Rozdział 37: Królewski bankiet

16 1 1
                                    

Strażnicy i Bohater zaatakowali, lecz naglę zostali uwięzieni w wielkiej bańce z wody.

- Czy nie wyraziłam się dostatecznie jasno? - Powiedziała Azula otrzepując się z gruzu i pyłu.

Azula jak i Jej ubrania były pokryte czym w rodzaju czarnego i śmierdzącego szlamu, lecz to nie była jedyna zmiana. Wyblakłe łuski odzyskały swój dawny blask, a oczy dawny żar. Na twarzy jak i na ciele również sporo odmłodniała.

- Matko... Ty... - Powiedziała Maria nie wiedząc co powiedzieć.

- Cóż w obecnym stanie tylko tyle mogłem zrobić. - Powiedział Amon.

- Żartujesz sobie? To więcej niż mogłabym prosić, ale jak to zrobiłeś? - Zapytała Azula przyglądając się własnemu ciału.

- Pff, po tym jak wypiłaś wodę z jeziora many pojedynczym uderzeniem wytrąciłem wszelkie zanieczyszczenia i osady z Twojego organizmu i obwodu magicznego, poprawiając przepływ wszystkiego. W tym samym momencie wykorzystałem mane z wody, aby chwilowo odwrócić proces starzenia. - Powiedział Amon, a w tym samym czasie Junko z ciekawości zbliżyła się do bąbla wody. - Odpowiadając na następne pytanie tych chciwych łajz dookoła.

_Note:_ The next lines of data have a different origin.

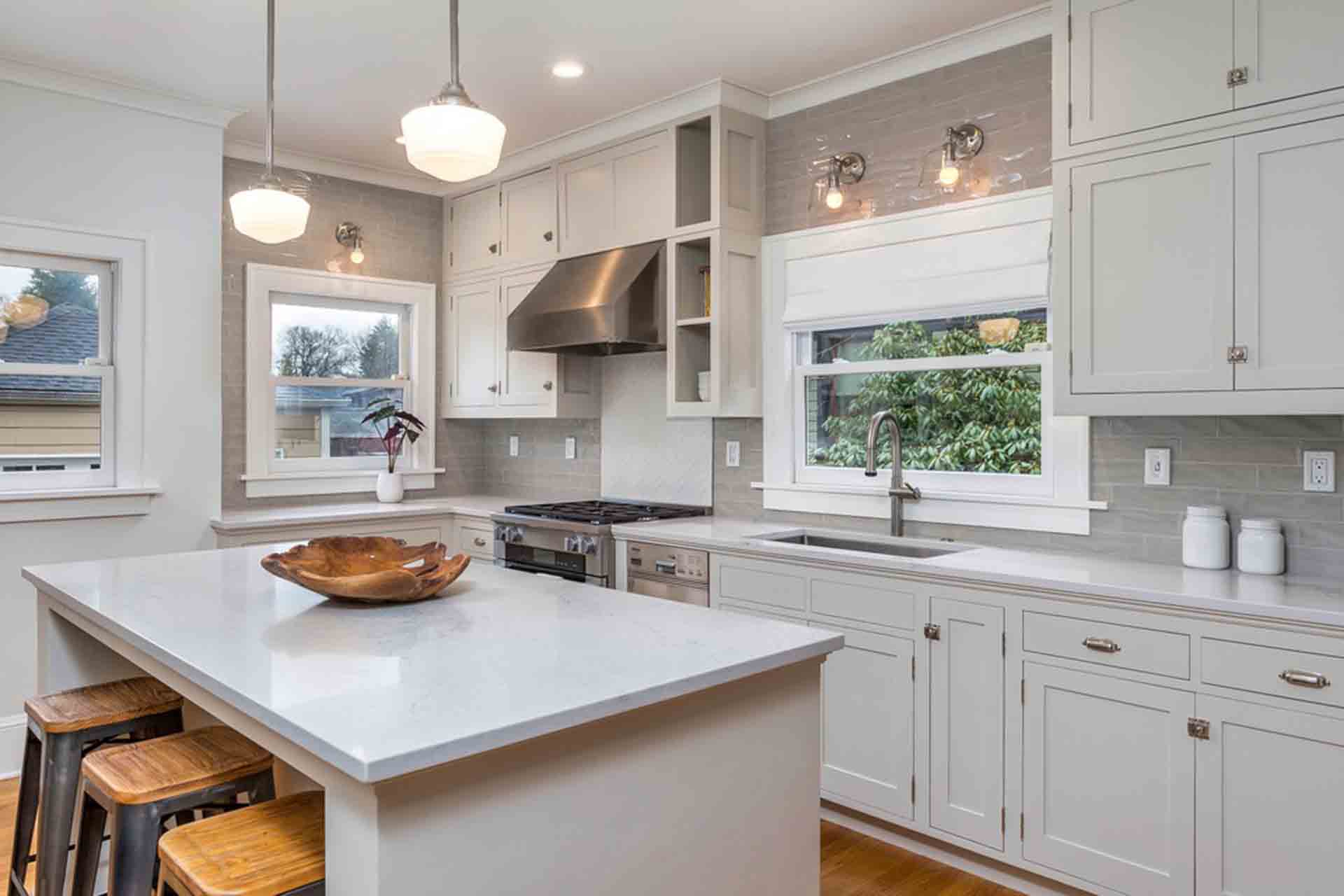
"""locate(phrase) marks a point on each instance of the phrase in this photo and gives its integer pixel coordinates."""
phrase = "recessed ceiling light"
(568, 69)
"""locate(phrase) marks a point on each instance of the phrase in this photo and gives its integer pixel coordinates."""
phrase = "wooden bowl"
(370, 570)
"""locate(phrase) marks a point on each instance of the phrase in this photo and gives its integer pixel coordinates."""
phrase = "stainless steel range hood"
(609, 302)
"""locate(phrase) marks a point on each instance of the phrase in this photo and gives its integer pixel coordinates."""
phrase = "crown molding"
(337, 168)
(116, 94)
(999, 34)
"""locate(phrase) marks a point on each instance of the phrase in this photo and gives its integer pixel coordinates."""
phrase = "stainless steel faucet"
(899, 489)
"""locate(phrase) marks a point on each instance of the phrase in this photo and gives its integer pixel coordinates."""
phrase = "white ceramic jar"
(1260, 547)
(1206, 539)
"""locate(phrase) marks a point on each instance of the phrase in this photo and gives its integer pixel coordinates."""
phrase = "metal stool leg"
(61, 757)
(93, 821)
(26, 817)
(134, 849)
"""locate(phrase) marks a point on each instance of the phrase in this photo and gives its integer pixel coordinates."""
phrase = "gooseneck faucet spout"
(899, 489)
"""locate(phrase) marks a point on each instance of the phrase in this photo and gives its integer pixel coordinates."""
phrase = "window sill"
(953, 508)
(41, 505)
(330, 482)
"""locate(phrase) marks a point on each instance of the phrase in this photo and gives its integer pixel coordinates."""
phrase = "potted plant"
(394, 428)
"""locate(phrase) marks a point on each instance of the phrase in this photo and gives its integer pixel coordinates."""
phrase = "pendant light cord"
(270, 86)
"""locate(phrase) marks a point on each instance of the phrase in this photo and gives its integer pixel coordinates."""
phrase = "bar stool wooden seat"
(273, 849)
(62, 729)
(143, 785)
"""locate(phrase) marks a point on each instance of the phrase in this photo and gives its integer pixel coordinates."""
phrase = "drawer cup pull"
(1304, 679)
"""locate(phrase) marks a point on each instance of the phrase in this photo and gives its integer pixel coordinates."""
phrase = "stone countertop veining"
(381, 692)
(480, 505)
(1278, 598)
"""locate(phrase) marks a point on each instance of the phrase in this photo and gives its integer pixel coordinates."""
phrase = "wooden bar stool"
(143, 785)
(62, 729)
(273, 849)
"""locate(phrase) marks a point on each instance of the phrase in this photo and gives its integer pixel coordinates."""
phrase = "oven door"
(668, 590)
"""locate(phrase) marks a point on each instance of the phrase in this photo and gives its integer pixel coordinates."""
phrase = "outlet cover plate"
(1319, 470)
(1158, 466)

Jego lokalizacja nic Wam nie da Fini wchłonęła wszystko.

- To imponujące. - Powiedział Azula nie kryjąc podziwu.

- Braciszku, musisz się tego nauczyć. - Powiedziała Junko wskakując do bąbla, w którym pływała przez chwilę, lecz gdy miała wypływać została złapana za nogę przez Bohatera.

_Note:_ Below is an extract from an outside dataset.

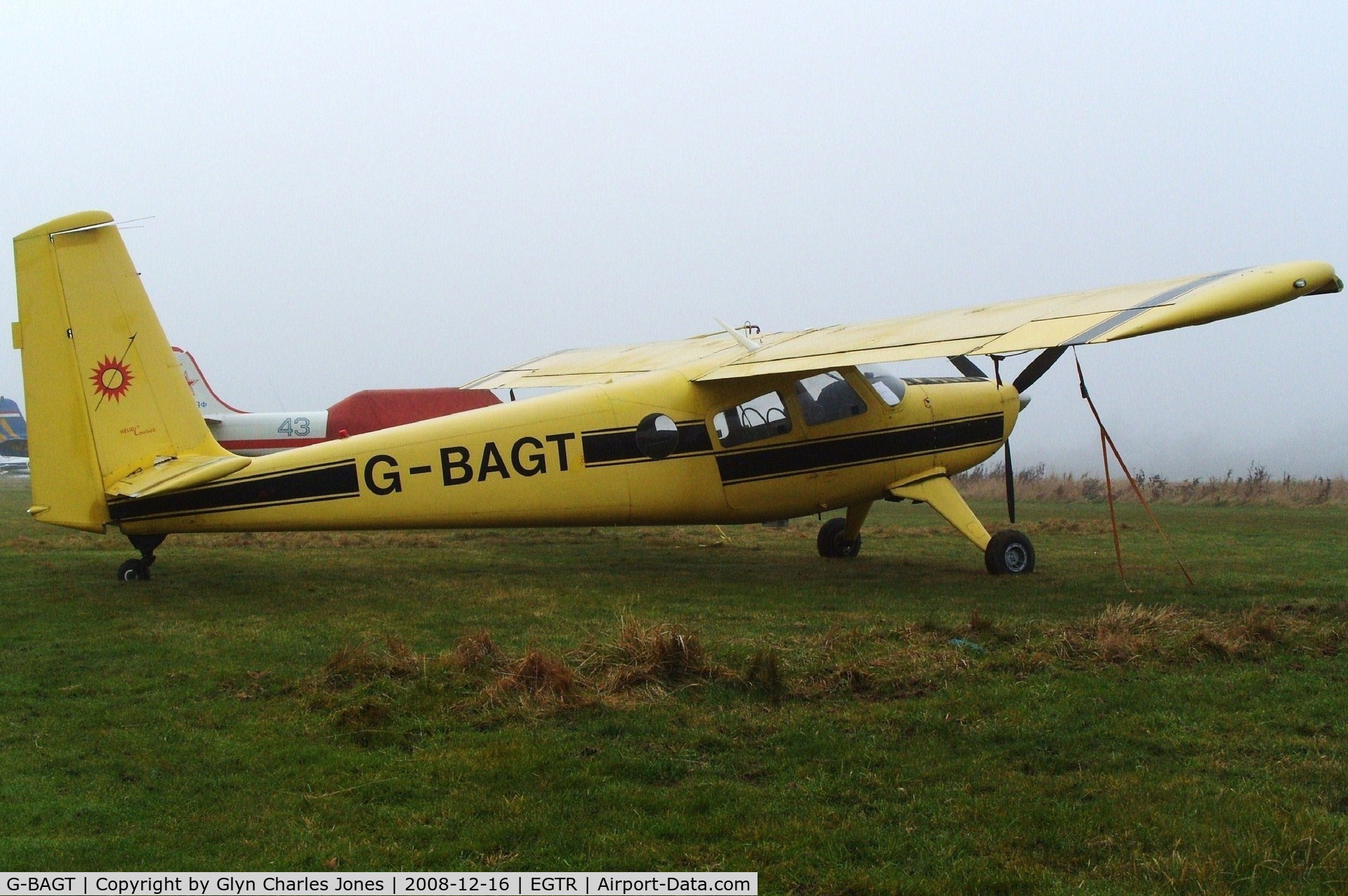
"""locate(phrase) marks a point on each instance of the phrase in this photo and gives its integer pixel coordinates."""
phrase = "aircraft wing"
(1071, 318)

Atmosfera naglę zrobiła się zimna, a oczom wszystkich ukazał się Amon wielokrotnie rozrywający na strzępy bohatera. W tym momencie bąbel pękł, lecz Bohaterowi nic nie było, a Amon stał w tym samym miejscu co wcześniej.

- Co to było?! - Pomyślała przerażona Maria.

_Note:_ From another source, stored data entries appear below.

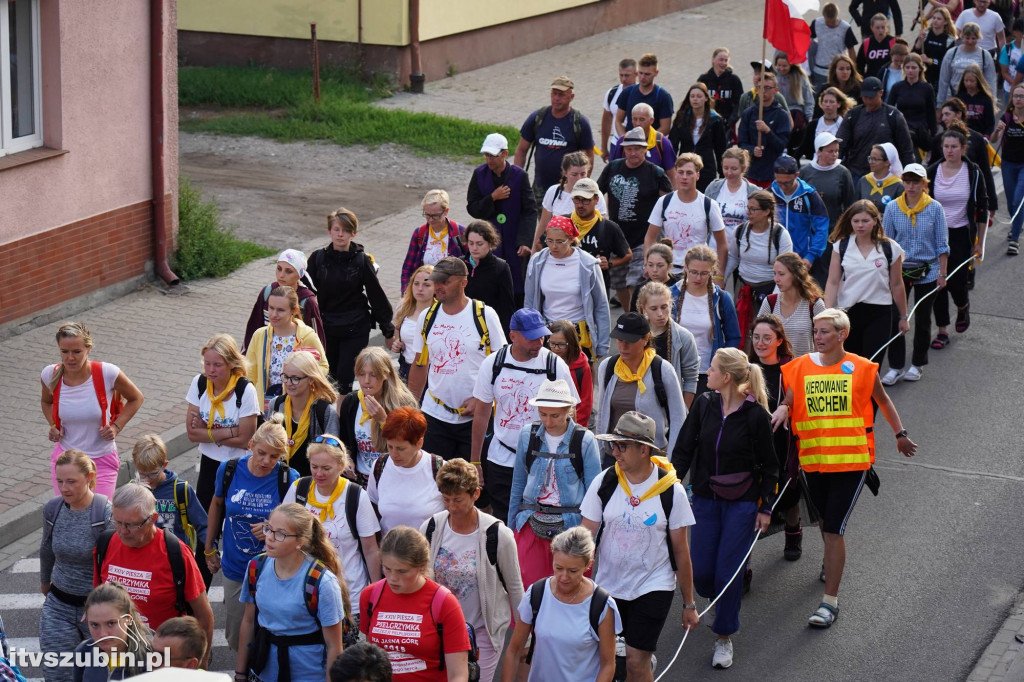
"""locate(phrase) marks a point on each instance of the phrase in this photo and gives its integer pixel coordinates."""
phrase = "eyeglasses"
(331, 440)
(131, 526)
(279, 536)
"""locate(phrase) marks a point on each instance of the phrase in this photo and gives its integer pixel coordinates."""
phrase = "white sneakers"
(892, 376)
(722, 657)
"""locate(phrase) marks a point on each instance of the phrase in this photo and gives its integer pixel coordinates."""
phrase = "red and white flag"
(785, 28)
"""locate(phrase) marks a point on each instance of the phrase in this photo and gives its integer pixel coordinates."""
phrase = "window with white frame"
(20, 115)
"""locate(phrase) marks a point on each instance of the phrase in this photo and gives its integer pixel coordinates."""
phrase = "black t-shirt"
(632, 195)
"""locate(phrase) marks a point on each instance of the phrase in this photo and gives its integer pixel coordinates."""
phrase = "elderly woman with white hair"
(290, 271)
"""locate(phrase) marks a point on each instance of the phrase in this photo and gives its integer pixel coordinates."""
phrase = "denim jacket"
(526, 485)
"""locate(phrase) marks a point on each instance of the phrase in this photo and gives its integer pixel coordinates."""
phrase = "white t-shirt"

- Nie jestem pewna czy to była jego żądza mordu, czy był tak szybki. - Powiedziała pod nosem Azula do Marii.

- Przeziębisz się. - Powiedział czule Amon ruchem dłoni uformował płomienie, które od razu wysuszyły Junko.

- I znowu się nie powstrzymał. - Powiedziała Moka przyglądając się z boku.

- Jest całkiem słodki, kiedy przestaje się kontrolować przez Nas. - Powiedziała zadowolona Fini.

- Dla ciebie cały czas jest słodki. - Powiedziała Moka.

- Wszystko się zmienia nawet Ja, ale jedno jest niezmienne Ja spuszczająca ci łomot. - Powiedziała Fini, lecz Moka nie zdążyła odpowiedzieć na zaczepkę, gdyż obie dostały po głowie od Elen stojącej za Nimi.

- Spokój.

- Wiesz chłopczyku. Chwilę mi zajęło, ale teraz już pamiętam Twoją twarz. Leo... - Powiedział Amon, lecz Święta Mu przerwała.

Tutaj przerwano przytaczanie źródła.